My Column Ends, But the Questions Don’t: Diana West ****

Dear Readers,

This is a hard one to write. After more or less 15 years of continuous newspaper syndication, this column you are reading is the end of the line. I am not ceasing to write, of course. All of my content — columns, essays, posts, and, of course, books — will continue to appear at my website, www.dianawest.net, and elsewhere.

But my weekly conversation with readers in good old-fashioned newsprint stops at the bottom of the page. In some ways, that’s too bad. For one thing, there is a kind of journalistic romance to appearing on the pages of a real paper that is still hurled at a front porch. Internet-generated email tends to pale next to the copy of a column that a reader has taken the trouble to cut out of the Sentinel, the Mercury, the Herald, the Register, and mail back to me, highlighted with comments.

There is also the fact that I have relished writing a very conservative column that has appeared not only in identifiably conservative outlets. This, in theory at least, has permitted the column to sing a little outside of the choir — liberal and conservative both, come to think of it — even if I know the tune hasn’t often been exactly catchy. Indeed, given the subjects I have chosen to probe — or, as it feels as each weekly deadline has rolled around, the subjects that have chosen me — I am sure it has been a tough column to read. It is hard to watch the world fall apart.

Back at the beginning, which nearly coincided with the attacks of 9/11, I do confess to writing my little column with the hopeful expectation that simple, direct, non-PC exposure of heretofore unknown facts about then-exotic Islam would eventually, if others and I stuck to it long enough, help shift public debate. This, in turn, would eventually help lead policymakers to enact measures to preserve our liberty, for example, by halting Islamic immigration to prevent sharia (Islamic law) from taking hold here as it has in Europe. I guess I was younger then.

Six or seven hundred columns later, I can’t see anything resembling victory, let alone much progress in moving the debate. Indeed, now the U.S. faces the world without a defended border, with increasingly cheapened citizenship and no lawful immigration policy, period (as they like to say in Washington). The prospects of exposing, winning, forestalling or staving off whatever it is that has drawn my bead each week does seem to me to have actually diminished. I know that’s depressing, but that’s the hazard of taking stock. It’s also probably a good reason to take a break.

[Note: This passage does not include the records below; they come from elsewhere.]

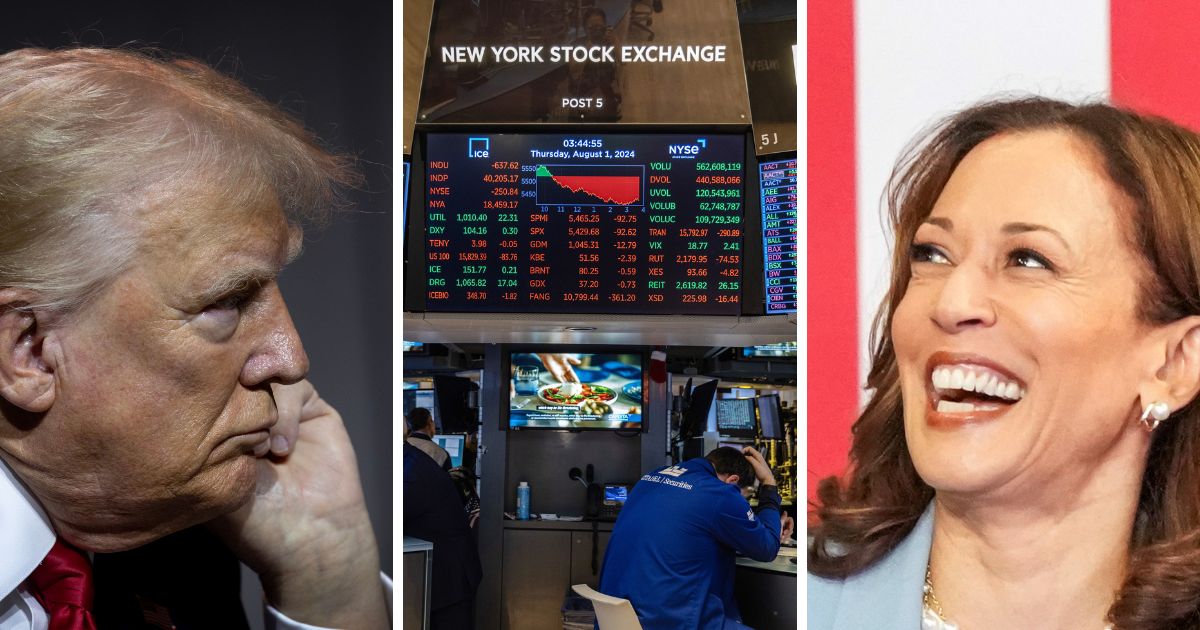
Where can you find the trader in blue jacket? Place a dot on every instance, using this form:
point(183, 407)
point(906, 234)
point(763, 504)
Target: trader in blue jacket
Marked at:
point(672, 550)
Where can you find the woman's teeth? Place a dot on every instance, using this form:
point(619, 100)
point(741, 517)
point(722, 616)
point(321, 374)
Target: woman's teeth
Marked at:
point(951, 381)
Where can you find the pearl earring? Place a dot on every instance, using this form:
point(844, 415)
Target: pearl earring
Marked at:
point(1157, 411)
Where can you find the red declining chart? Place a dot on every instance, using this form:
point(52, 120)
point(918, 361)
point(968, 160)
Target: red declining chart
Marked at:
point(613, 190)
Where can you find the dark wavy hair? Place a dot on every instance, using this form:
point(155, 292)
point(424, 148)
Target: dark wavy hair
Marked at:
point(859, 517)
point(730, 461)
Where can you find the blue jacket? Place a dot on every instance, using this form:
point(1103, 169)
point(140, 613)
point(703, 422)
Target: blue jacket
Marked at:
point(887, 595)
point(671, 552)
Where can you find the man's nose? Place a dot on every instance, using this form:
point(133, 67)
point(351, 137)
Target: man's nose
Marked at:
point(279, 354)
point(965, 300)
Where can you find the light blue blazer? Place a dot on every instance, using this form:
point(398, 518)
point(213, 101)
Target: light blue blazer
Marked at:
point(885, 597)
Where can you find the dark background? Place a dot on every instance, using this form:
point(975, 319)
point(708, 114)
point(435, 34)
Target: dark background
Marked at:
point(330, 65)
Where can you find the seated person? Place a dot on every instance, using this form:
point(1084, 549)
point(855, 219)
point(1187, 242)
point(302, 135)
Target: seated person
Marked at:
point(672, 550)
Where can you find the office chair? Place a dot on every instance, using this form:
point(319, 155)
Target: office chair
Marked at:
point(612, 613)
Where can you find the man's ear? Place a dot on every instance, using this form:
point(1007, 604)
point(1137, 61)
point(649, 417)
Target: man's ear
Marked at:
point(1176, 381)
point(27, 379)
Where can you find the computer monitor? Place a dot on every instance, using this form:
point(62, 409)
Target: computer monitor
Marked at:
point(768, 417)
point(450, 395)
point(736, 418)
point(454, 445)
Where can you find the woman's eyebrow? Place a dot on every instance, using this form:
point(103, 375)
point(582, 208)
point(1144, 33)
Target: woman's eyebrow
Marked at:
point(1020, 228)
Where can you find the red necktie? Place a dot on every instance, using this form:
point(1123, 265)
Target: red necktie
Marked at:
point(63, 585)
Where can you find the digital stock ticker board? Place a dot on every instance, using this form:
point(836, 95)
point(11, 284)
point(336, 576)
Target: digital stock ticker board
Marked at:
point(585, 223)
point(777, 189)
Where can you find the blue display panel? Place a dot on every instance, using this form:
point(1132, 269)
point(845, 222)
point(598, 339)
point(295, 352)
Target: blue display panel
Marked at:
point(454, 445)
point(779, 203)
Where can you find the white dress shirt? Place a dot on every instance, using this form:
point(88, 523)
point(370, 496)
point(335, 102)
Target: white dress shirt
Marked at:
point(27, 537)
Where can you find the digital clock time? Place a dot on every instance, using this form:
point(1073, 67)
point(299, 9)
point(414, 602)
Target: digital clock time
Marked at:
point(582, 143)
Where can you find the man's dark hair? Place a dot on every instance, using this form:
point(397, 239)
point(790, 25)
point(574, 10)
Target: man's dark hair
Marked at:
point(730, 461)
point(418, 418)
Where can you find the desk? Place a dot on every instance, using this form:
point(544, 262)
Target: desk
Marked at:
point(418, 565)
point(541, 561)
point(766, 593)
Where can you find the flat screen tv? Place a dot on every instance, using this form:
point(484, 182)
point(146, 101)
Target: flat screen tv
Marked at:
point(576, 390)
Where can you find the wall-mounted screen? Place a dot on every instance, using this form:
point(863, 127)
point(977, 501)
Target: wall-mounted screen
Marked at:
point(785, 349)
point(777, 185)
point(454, 445)
point(559, 390)
point(583, 223)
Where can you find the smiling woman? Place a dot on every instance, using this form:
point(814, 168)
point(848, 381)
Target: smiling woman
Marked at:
point(1009, 469)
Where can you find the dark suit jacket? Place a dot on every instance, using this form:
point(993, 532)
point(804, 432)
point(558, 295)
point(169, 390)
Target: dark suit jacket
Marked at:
point(433, 511)
point(187, 579)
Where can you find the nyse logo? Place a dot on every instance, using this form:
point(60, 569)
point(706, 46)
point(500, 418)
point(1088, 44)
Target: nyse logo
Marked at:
point(687, 150)
point(479, 147)
point(675, 471)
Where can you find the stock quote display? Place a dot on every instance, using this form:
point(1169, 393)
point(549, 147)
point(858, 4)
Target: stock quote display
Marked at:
point(573, 223)
point(777, 187)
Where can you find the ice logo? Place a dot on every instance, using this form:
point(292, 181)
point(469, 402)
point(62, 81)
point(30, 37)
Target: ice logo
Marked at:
point(479, 147)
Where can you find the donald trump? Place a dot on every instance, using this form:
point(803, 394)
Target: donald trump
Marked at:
point(150, 375)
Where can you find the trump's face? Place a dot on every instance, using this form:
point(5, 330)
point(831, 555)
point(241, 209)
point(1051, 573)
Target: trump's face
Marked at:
point(162, 394)
point(1018, 340)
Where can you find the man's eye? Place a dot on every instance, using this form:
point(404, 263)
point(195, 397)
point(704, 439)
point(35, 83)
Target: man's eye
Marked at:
point(1029, 258)
point(924, 252)
point(229, 303)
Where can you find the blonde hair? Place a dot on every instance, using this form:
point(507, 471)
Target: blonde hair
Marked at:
point(93, 138)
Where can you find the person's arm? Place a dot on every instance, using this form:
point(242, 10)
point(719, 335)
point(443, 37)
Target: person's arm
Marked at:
point(306, 532)
point(277, 621)
point(755, 535)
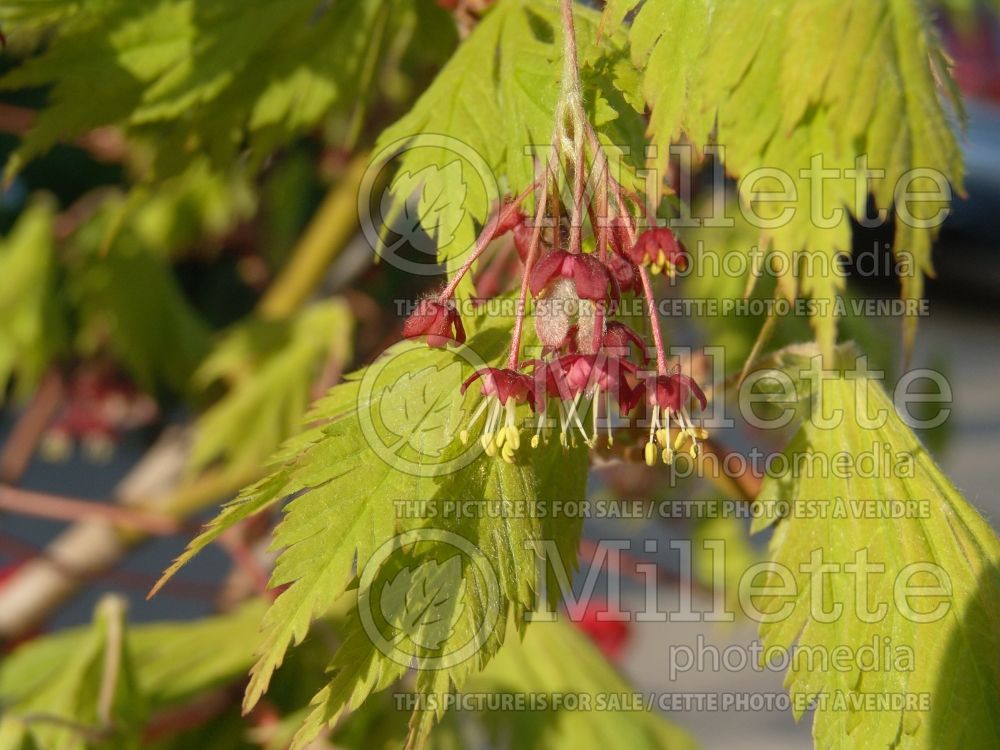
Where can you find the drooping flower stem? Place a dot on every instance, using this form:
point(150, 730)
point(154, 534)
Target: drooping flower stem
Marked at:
point(569, 111)
point(647, 286)
point(482, 242)
point(529, 260)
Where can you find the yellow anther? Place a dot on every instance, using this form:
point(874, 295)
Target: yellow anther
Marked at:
point(513, 437)
point(650, 454)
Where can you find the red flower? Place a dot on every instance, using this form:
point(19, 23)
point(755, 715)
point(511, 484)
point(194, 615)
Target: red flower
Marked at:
point(438, 321)
point(669, 396)
point(503, 384)
point(610, 636)
point(618, 336)
point(508, 218)
point(586, 271)
point(660, 250)
point(503, 389)
point(674, 392)
point(624, 274)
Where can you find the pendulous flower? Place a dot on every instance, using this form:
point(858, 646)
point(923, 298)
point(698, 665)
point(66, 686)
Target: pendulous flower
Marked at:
point(584, 269)
point(503, 390)
point(438, 321)
point(669, 396)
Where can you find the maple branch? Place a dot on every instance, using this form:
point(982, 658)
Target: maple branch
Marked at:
point(91, 547)
point(30, 427)
point(333, 224)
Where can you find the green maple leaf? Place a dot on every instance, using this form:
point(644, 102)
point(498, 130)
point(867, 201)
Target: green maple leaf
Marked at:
point(420, 602)
point(776, 84)
point(412, 400)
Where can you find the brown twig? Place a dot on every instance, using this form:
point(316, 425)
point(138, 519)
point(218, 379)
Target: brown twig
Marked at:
point(30, 426)
point(61, 508)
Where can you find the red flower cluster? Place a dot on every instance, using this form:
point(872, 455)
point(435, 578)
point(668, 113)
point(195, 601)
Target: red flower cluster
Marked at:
point(590, 364)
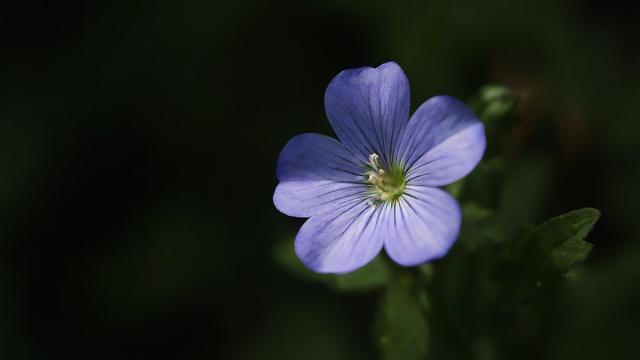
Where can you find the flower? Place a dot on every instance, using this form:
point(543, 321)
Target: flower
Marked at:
point(378, 186)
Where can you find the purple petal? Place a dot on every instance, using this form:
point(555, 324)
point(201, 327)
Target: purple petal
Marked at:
point(316, 174)
point(368, 108)
point(422, 226)
point(443, 142)
point(341, 240)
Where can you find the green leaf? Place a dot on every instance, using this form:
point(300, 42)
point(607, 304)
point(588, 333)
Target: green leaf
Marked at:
point(559, 242)
point(400, 328)
point(492, 103)
point(373, 275)
point(537, 254)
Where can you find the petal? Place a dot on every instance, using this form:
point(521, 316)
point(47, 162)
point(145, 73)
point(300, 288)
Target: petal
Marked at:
point(342, 240)
point(443, 142)
point(368, 108)
point(316, 174)
point(422, 226)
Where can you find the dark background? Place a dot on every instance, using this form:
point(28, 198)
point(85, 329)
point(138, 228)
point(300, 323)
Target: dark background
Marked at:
point(138, 142)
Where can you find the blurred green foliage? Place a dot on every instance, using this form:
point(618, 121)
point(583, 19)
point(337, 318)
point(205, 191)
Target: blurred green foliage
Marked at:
point(138, 141)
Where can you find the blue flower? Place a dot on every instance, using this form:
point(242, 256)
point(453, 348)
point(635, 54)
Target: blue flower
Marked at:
point(378, 186)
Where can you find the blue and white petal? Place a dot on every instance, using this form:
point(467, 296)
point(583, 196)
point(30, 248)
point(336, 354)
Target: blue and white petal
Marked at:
point(369, 108)
point(443, 142)
point(341, 240)
point(422, 226)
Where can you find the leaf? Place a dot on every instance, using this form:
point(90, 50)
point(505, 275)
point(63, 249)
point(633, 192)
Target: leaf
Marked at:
point(493, 102)
point(372, 276)
point(285, 256)
point(559, 242)
point(479, 227)
point(536, 254)
point(400, 328)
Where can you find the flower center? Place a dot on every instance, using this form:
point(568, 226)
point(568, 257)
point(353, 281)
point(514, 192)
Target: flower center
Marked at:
point(386, 184)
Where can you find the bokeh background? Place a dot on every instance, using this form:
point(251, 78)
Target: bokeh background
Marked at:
point(138, 142)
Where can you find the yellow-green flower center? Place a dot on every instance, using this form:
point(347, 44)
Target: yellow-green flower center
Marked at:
point(386, 184)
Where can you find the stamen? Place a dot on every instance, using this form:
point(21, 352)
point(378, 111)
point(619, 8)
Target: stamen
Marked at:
point(386, 184)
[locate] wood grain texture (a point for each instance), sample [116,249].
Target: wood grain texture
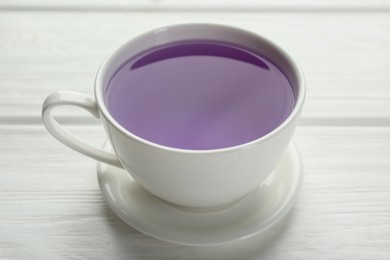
[199,5]
[51,206]
[344,56]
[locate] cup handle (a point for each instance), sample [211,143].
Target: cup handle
[65,98]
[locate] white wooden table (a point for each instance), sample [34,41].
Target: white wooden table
[50,203]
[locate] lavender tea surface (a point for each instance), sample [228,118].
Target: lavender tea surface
[199,95]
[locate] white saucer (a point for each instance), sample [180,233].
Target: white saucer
[250,216]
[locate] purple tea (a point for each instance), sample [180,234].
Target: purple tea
[199,95]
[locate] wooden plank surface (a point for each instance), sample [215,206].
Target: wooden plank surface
[199,5]
[45,51]
[51,206]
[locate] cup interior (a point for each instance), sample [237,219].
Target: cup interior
[198,32]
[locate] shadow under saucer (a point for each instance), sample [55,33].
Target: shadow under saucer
[252,215]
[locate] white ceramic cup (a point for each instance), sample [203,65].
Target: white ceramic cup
[193,178]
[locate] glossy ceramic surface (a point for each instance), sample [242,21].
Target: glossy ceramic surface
[250,216]
[193,178]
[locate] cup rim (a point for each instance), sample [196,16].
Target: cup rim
[301,86]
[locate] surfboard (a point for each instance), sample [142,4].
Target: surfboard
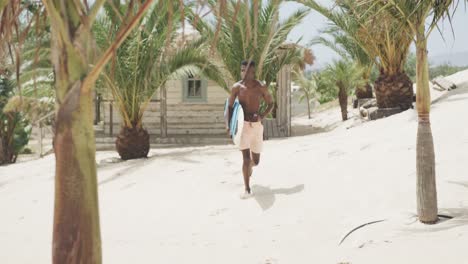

Since I’m looking back over the past decade and a half, I will state what I think amounts to the most momentous story of our age, a story that begins with, as best I can judge, the near-certainty that Barack Obama’s online birth certificate and Selective Service registration card are forgeries. That this has been a non-issue in most conservative and Republican circles for the past six years is the biggest single and essential enabler of the war that Obama and his administration are visiting upon our nation and our Constitution.

Just for the record, I can’t say I hold George W. Bush in higher esteem. Just to go out on a high note, I will point out the greatest political hope for the Western world is the Netherlands’ Geert Wilders. The fact that his Party for Freedom is currently No. 1 in Dutch polls is a bright spot on a dark stage.

Of course, I am probably not telling readers of this column anything they don’t already know — another reason I am happy to take a pause. It has been a writer’s privilege to develop arguments on a published, weekly basis outside the filter of conservative media and the Washington Beltway both. From this platform, I have been able to explore many topics that much of the media, right and left, tend to avoid lest they (horrors) risk missing a cocktail party.

Such patterns of denial, I began to realize over the years, lead to the suppression and inversion of morality. Or, is it that the suppression and inversion of morality lead to the denial of facts? Maybe more than anything else, such questions have framed the work of this column, my blog, and, of course, my books, “The Death of the Grown-Up” (2007) and “American Betrayal” (2013).

I am sure they will continue to do so — at least until I can solve the riddle.